The show does eschew almost all traditionally Christian views of heaven.  In and of itself this is not a flaw.  A number of years ago Albert Brooks wrote, directed, and starred in a movie called Defending Your Life which also took a rather unique, irreligious take on judgment and the afterlife.  But the departure from the Christian beliefs about heaven did not seem like an insult, but simply posed itself as an inoffensive thought experiment.  The Good Place doesn't have that feel.

There is a nastiness to The Good Place that sours the entire project.  Anyone not in the good place is in some version of hell.  So the intended inhabitants of this "heaven" are those who lived by the idealized moral life that the producers imagine.  Again, not in and of itself the problem, but the inference is that anyone who does not live by their moral code is condemned to everlasting torment.  And the secular morality that this show espouses feel devoid of any larger, transcendent element.

The challenge is already very large: take an incredibly unlikable person as the main character and get the audience to care about their journey.  This opens the door for long-form character development, but if you cannot find something about the main character to latch onto, the whole project will be for nought.

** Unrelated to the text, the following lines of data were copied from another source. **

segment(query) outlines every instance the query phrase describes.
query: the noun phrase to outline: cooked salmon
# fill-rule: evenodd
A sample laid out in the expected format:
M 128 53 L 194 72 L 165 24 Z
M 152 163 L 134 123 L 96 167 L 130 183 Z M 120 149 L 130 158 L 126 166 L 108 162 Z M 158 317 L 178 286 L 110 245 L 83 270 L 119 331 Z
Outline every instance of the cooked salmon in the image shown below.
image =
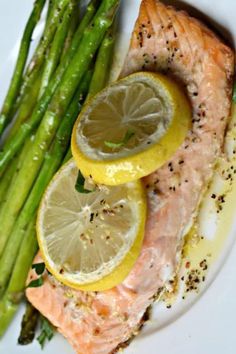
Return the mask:
M 155 295 L 175 275 L 184 235 L 222 153 L 233 67 L 231 49 L 201 22 L 160 1 L 142 1 L 122 76 L 143 70 L 173 76 L 191 102 L 192 128 L 172 160 L 143 180 L 149 204 L 144 244 L 122 284 L 86 293 L 45 274 L 43 286 L 27 290 L 76 353 L 114 353 L 137 333 Z

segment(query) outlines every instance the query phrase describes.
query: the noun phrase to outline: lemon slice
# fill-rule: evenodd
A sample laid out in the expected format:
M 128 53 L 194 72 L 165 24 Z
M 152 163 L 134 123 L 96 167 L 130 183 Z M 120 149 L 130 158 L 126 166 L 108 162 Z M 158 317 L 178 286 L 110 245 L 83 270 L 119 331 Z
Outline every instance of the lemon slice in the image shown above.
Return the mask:
M 73 129 L 72 153 L 83 175 L 119 185 L 167 162 L 190 122 L 189 103 L 176 83 L 161 74 L 132 74 L 87 103 Z
M 146 198 L 140 181 L 75 189 L 73 160 L 49 184 L 37 218 L 37 237 L 47 268 L 62 283 L 106 290 L 122 282 L 142 246 Z M 91 192 L 89 193 L 89 191 Z

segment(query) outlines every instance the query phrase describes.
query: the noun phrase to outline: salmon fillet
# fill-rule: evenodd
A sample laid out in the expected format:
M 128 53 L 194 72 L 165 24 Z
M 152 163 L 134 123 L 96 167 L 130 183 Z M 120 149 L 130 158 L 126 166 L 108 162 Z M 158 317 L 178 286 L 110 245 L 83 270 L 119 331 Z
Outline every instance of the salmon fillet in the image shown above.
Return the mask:
M 184 234 L 221 154 L 230 114 L 234 56 L 201 22 L 156 0 L 143 0 L 122 76 L 162 71 L 183 84 L 192 129 L 172 160 L 144 179 L 148 218 L 142 252 L 125 281 L 80 292 L 45 274 L 29 301 L 78 354 L 114 353 L 135 334 L 155 294 L 173 278 Z M 40 262 L 37 255 L 35 262 Z M 34 271 L 29 279 L 35 277 Z M 28 280 L 29 280 L 28 279 Z

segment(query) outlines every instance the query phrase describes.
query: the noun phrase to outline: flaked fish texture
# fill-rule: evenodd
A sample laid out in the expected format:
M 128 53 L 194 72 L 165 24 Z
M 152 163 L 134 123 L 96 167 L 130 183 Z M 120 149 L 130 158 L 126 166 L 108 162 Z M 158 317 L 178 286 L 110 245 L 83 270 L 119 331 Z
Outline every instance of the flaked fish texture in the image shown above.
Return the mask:
M 222 153 L 233 67 L 231 49 L 201 22 L 160 1 L 142 1 L 122 76 L 142 70 L 174 76 L 191 102 L 192 128 L 172 160 L 143 180 L 149 205 L 144 244 L 122 284 L 86 293 L 48 275 L 43 286 L 27 290 L 77 353 L 114 352 L 136 333 L 154 295 L 175 274 L 186 227 Z

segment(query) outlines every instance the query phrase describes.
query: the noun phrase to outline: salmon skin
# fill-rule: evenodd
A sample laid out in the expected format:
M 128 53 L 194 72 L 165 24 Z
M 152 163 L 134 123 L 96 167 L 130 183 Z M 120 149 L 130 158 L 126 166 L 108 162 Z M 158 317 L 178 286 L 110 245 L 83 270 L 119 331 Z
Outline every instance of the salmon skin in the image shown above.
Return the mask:
M 158 290 L 173 279 L 184 235 L 222 153 L 230 115 L 234 55 L 186 12 L 143 0 L 122 76 L 148 70 L 174 76 L 192 105 L 192 128 L 165 166 L 144 178 L 148 219 L 142 252 L 125 281 L 105 292 L 80 292 L 45 275 L 29 301 L 78 354 L 114 353 L 137 333 Z M 41 260 L 37 256 L 35 262 Z M 35 277 L 33 271 L 29 279 Z

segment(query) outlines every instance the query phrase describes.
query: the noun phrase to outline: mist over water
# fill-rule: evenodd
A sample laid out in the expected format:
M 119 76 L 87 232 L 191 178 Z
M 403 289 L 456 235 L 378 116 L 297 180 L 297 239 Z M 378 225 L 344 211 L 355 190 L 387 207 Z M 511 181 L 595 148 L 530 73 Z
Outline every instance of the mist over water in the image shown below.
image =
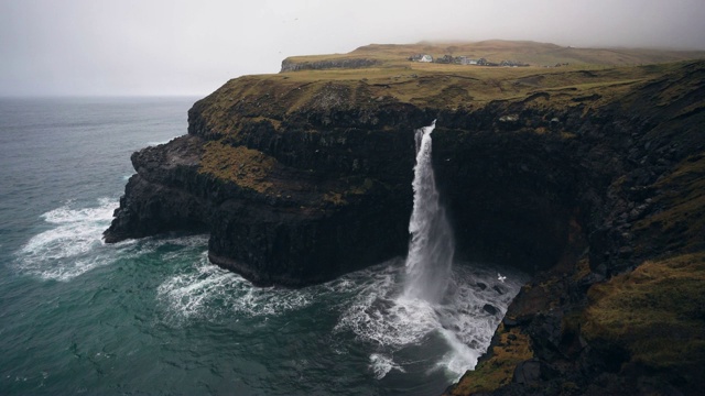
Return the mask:
M 455 262 L 426 299 L 398 257 L 259 288 L 207 235 L 102 243 L 130 153 L 191 102 L 0 101 L 0 394 L 430 395 L 474 367 L 523 275 Z

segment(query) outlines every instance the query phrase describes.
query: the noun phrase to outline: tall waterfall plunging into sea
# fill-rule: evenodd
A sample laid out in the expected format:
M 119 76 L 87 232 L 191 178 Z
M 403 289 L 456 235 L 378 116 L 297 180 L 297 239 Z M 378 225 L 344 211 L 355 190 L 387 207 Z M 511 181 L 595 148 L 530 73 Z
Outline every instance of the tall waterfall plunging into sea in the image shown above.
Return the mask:
M 414 166 L 414 208 L 409 221 L 411 242 L 406 256 L 404 296 L 440 302 L 447 288 L 454 255 L 453 231 L 438 201 L 432 164 L 429 127 L 416 130 L 416 165 Z

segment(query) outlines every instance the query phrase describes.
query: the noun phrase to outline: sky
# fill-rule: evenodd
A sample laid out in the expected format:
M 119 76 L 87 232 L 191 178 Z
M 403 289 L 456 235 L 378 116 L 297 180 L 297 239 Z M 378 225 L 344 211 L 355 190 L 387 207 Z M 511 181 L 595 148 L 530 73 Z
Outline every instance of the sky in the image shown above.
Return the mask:
M 0 96 L 205 96 L 420 41 L 705 50 L 705 0 L 0 0 Z

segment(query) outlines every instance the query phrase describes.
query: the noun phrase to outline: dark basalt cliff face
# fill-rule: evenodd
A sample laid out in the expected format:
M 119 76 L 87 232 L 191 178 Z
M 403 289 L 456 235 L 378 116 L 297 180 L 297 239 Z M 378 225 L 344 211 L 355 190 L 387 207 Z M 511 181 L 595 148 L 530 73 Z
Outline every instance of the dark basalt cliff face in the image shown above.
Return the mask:
M 532 88 L 469 106 L 379 94 L 390 89 L 286 76 L 229 81 L 189 110 L 187 135 L 132 155 L 138 174 L 106 241 L 206 231 L 212 262 L 260 285 L 324 282 L 404 255 L 413 132 L 437 119 L 434 168 L 458 255 L 534 275 L 485 362 L 447 392 L 697 391 L 704 63 L 609 91 Z M 662 304 L 672 290 L 663 285 L 650 286 L 651 299 L 617 293 L 641 290 L 639 271 L 657 264 L 691 268 L 697 302 L 685 311 Z M 611 316 L 643 304 L 653 309 L 641 317 Z M 690 345 L 685 360 L 666 353 L 671 342 Z

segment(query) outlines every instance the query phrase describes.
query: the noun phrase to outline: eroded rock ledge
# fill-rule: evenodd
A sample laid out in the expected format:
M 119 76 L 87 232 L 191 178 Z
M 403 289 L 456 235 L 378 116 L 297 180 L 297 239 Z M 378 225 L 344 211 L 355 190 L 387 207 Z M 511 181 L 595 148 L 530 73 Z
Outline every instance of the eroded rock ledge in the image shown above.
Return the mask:
M 581 77 L 600 81 L 581 89 L 452 75 L 400 77 L 399 87 L 231 80 L 194 105 L 188 135 L 132 155 L 138 174 L 106 241 L 205 230 L 210 260 L 260 285 L 324 282 L 403 255 L 413 130 L 437 119 L 434 167 L 458 254 L 535 275 L 498 330 L 491 364 L 478 369 L 485 380 L 469 373 L 448 393 L 695 391 L 702 292 L 685 319 L 620 319 L 630 337 L 596 307 L 623 297 L 608 279 L 629 284 L 634 268 L 659 260 L 690 257 L 688 290 L 705 286 L 705 64 L 639 69 L 639 79 L 615 84 L 601 73 Z M 435 94 L 412 96 L 411 85 Z M 475 86 L 513 90 L 481 101 Z M 658 306 L 670 289 L 654 290 Z M 665 353 L 672 334 L 654 336 L 643 320 L 699 341 L 686 361 L 659 360 L 643 349 Z M 512 354 L 517 342 L 525 353 Z M 654 375 L 657 384 L 647 381 Z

And as charming as Bell is, she cannot overcome the horridness of her character.  In addition to this, the other supporting characters are also not that likeable.  Mike is a fumbling functionary.  Chidi is moralizing intellectual.  When he decides to help Eleanor become a better person, he turns to philosophy texts to begin her moral training.  This overly cerebral approach to morals feels so incredibly cold that Chidi feels more like someone who isn't so much a moral person as he is a moralist.  The rest of the populace are either overly bland or annoying that an eternity in this place doesn't feel like much of a reward.

The long and the short of it is this:  The Good Place is not good.